1 April 2011 | Lindsay Clark
Struggling with higher prices, UK manufacturers witnessed
slowing growth in March, a buyers’ survey found.
While still above the crucial 50 no-change mark, the
Markit/CIPS Manufacturing PMI recorded 57.1 last month, which was significantly
weaker than January’s record high of 61.2. February’s revised PMI was 60.9.
Growth of new orders eased sharply, especially at consumer
goods producers, while cost inflation led to output prices rising at a record high
rate, the report said.
Rob Dobson, senior economist at Markit, said: “Manufacturers
reported an unwelcome combination of slower growth and rising price pressures
“Although growth of production remained sufficiently strong
to generate another near-record increase in employment, the pace moderated
further from January’s high, linked to a slump in the rate of growth of new
orders, especially from domestic customers.
“At the same time, persistent high oil prices due to the
unrest in the Middle East and North Africa, rising global prices for many other
raw materials and higher import prices due to the weak pound all led to a
survey-record rise in prices charged by manufacturers,” Dobson said.
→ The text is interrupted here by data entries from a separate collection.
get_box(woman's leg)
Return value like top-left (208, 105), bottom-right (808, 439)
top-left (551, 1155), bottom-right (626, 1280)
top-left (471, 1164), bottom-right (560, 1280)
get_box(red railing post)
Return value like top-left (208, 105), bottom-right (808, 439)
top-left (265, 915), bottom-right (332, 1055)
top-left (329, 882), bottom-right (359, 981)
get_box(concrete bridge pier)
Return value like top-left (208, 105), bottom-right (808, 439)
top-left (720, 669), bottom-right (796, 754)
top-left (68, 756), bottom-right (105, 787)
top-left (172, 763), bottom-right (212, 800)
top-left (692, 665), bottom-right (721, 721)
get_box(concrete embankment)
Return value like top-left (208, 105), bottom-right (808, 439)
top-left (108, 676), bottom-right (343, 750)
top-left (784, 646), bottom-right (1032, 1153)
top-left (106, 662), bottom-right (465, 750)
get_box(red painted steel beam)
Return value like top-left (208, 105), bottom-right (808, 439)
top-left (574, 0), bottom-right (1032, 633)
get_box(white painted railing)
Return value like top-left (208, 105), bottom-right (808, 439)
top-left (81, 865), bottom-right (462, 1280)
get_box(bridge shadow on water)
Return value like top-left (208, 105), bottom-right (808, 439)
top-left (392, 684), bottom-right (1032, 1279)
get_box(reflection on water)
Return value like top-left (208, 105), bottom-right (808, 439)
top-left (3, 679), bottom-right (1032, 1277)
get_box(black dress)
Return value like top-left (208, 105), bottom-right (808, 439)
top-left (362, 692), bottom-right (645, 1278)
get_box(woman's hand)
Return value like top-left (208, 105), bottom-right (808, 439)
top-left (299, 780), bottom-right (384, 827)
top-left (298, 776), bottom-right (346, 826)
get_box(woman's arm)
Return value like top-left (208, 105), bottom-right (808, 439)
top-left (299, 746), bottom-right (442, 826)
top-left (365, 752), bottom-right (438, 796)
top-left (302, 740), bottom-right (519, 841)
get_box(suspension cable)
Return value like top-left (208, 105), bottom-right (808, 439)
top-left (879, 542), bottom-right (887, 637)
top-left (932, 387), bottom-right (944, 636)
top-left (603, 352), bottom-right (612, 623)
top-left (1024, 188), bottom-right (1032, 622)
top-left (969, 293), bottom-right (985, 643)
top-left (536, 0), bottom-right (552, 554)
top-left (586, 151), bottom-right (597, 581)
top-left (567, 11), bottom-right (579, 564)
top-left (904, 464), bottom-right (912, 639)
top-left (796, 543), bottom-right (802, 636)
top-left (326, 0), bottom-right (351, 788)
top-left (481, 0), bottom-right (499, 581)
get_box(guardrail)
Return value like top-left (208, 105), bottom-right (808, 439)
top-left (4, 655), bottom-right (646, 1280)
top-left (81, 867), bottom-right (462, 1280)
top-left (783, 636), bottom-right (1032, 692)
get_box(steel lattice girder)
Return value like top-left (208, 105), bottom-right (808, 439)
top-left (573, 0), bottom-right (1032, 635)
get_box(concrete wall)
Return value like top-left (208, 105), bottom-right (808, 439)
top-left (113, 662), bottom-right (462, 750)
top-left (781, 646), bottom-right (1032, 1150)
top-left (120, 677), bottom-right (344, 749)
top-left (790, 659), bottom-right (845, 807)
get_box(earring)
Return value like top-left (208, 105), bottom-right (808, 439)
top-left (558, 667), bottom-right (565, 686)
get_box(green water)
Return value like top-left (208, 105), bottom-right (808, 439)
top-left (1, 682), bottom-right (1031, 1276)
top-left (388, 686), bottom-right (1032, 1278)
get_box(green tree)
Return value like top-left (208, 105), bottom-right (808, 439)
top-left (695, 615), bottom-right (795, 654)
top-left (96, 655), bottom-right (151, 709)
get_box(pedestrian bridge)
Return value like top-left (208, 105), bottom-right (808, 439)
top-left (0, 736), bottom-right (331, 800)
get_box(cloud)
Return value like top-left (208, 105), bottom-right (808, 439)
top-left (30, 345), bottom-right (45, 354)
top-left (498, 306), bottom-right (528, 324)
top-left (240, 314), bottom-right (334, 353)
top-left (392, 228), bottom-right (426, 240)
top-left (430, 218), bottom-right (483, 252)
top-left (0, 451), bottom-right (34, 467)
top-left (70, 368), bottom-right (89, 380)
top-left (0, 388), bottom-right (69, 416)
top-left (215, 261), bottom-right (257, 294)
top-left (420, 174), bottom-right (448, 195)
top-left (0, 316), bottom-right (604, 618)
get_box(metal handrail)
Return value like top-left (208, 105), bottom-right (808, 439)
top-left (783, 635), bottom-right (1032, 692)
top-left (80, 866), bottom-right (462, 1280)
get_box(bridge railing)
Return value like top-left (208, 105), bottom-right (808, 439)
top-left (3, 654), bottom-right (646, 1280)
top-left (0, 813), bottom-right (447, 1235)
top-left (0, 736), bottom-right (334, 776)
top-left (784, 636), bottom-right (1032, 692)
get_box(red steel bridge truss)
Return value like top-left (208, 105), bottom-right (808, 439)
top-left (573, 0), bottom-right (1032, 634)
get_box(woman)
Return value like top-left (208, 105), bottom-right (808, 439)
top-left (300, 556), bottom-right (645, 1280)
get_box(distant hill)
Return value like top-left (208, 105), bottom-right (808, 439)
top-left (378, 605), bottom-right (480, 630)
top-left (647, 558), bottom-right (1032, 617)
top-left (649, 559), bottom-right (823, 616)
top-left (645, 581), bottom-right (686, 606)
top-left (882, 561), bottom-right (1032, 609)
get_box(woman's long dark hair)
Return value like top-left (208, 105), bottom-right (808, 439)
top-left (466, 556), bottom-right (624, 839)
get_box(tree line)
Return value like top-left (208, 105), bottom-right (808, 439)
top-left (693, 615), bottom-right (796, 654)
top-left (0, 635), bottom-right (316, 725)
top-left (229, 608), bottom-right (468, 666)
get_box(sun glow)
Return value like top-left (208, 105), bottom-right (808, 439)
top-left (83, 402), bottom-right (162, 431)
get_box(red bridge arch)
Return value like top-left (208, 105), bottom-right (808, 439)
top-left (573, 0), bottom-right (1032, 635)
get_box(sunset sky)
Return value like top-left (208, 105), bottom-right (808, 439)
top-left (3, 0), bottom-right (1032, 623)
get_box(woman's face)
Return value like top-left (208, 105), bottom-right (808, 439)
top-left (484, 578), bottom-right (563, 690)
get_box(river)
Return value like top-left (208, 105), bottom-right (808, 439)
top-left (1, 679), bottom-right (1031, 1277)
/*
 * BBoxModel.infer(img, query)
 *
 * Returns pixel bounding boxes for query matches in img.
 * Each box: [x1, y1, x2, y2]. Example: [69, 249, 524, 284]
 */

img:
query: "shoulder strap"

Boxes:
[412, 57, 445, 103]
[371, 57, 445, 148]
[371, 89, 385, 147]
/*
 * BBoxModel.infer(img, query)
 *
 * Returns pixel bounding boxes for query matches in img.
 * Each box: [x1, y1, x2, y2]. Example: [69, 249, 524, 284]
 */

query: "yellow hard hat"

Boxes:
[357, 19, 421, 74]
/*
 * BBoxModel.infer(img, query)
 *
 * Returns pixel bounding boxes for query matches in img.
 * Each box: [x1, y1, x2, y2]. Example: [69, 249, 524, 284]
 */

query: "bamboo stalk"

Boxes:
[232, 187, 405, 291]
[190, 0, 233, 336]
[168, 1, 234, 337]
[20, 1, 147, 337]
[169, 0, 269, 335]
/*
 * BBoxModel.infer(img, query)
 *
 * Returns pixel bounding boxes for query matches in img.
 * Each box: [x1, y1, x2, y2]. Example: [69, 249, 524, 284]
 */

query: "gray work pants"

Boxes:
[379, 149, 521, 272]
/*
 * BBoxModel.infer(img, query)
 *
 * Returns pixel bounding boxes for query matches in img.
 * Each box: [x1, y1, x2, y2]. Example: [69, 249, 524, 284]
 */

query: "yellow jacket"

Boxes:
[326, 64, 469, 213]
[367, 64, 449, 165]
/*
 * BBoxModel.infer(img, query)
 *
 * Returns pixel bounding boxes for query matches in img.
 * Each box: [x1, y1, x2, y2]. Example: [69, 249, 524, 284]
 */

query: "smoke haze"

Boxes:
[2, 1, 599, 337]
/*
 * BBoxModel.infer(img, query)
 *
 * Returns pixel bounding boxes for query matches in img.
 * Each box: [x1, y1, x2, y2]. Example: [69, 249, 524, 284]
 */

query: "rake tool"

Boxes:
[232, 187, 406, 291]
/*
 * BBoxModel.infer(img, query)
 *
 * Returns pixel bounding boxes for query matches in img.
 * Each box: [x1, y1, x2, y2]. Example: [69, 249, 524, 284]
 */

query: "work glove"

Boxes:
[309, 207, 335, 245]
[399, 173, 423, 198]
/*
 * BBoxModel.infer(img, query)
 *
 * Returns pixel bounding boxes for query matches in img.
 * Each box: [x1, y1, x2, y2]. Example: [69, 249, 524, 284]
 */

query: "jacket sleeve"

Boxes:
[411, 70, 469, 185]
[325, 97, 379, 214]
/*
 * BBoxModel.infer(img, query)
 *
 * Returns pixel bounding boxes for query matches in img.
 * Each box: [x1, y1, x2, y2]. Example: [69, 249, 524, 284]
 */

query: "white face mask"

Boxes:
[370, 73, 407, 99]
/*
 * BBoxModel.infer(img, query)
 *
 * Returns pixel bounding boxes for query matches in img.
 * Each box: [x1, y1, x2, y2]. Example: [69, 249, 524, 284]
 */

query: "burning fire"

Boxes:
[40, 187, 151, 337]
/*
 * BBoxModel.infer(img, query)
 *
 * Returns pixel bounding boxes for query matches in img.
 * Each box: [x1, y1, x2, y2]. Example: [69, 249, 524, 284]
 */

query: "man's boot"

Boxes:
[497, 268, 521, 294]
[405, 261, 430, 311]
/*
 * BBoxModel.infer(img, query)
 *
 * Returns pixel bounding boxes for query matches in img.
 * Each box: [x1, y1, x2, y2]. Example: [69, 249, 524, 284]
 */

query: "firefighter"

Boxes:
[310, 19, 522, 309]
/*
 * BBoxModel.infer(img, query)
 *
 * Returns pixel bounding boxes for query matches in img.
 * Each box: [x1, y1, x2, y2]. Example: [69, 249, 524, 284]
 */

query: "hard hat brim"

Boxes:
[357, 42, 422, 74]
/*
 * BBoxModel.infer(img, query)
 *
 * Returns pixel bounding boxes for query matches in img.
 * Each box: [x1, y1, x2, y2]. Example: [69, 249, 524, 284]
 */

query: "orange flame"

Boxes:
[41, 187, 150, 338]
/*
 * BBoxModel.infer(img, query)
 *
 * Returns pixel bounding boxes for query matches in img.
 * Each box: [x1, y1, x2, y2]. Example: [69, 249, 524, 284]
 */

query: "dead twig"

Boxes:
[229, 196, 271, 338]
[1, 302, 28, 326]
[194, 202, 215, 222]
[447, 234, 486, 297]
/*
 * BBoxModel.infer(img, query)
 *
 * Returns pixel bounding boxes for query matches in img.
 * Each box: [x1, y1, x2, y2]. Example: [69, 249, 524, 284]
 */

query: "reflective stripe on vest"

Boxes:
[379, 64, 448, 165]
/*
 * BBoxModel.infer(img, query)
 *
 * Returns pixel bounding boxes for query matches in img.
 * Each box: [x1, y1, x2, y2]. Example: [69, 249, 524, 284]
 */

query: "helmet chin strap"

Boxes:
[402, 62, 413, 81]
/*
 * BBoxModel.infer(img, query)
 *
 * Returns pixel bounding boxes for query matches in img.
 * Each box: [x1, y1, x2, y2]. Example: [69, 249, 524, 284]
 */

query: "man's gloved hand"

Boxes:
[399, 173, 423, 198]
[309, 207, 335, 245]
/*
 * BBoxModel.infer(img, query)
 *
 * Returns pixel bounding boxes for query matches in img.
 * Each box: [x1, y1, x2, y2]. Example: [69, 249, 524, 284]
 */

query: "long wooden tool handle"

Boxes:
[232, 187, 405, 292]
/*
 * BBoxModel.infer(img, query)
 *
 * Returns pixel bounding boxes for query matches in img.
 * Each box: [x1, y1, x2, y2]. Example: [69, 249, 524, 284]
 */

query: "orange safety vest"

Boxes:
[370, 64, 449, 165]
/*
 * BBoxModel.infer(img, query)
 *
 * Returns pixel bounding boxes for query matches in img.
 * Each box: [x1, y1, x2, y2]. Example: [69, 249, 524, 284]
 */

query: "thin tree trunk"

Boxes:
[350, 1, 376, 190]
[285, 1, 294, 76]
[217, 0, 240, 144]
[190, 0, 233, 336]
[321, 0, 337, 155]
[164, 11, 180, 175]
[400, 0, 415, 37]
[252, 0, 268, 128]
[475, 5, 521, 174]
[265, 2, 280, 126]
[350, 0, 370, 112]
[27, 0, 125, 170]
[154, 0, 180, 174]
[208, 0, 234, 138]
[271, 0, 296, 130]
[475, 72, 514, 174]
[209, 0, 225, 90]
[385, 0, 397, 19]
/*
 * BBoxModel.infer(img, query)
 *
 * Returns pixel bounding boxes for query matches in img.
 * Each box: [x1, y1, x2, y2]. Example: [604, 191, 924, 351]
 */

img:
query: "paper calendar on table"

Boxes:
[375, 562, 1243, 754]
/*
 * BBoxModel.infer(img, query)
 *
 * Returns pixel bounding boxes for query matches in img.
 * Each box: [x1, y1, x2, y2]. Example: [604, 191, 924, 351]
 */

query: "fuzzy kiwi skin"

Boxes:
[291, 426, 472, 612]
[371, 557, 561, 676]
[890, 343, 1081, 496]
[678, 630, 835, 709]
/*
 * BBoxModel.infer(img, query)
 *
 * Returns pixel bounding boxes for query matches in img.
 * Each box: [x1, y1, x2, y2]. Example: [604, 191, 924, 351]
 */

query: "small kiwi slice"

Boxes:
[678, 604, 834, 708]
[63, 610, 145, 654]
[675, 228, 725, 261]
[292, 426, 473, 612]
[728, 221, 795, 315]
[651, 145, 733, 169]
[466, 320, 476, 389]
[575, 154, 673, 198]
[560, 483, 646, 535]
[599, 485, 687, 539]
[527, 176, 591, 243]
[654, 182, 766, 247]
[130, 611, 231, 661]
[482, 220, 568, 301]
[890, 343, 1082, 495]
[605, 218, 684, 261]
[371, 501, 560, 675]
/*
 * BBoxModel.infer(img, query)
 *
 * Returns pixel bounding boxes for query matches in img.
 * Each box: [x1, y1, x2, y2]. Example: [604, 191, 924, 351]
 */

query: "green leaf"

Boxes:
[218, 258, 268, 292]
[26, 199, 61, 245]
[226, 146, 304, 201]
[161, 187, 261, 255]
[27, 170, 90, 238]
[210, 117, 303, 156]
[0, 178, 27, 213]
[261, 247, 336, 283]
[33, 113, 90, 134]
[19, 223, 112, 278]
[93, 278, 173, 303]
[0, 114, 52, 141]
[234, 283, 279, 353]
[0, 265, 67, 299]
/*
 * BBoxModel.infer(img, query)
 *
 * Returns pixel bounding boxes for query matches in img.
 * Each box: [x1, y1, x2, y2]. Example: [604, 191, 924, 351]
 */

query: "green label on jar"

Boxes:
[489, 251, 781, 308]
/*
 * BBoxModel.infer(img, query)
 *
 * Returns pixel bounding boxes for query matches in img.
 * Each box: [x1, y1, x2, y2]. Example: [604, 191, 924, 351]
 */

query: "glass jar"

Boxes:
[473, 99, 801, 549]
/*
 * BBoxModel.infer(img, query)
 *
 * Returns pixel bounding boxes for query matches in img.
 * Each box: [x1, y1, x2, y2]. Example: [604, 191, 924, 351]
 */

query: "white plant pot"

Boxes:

The mini-boom in UK manufacturing ran out of steam during
March, said CIPS CEO David Noble.
“Set against a strong order book across the whole of Q1,
it’s concerning to see inflows of new orders, particularly for consumer goods
within the domestic market, easing sharply at the end of the quarter.
“Inflation is still ‘enemy number one’ and the problem of
phantom demand, whereby purchasers buy greater quantities of scarce raw
materials to mitigate against further price rises, is continuing unchecked.
Selling prices have now hit record highs as businesses are forced to pass on these
costs directly to customers,” Noble said.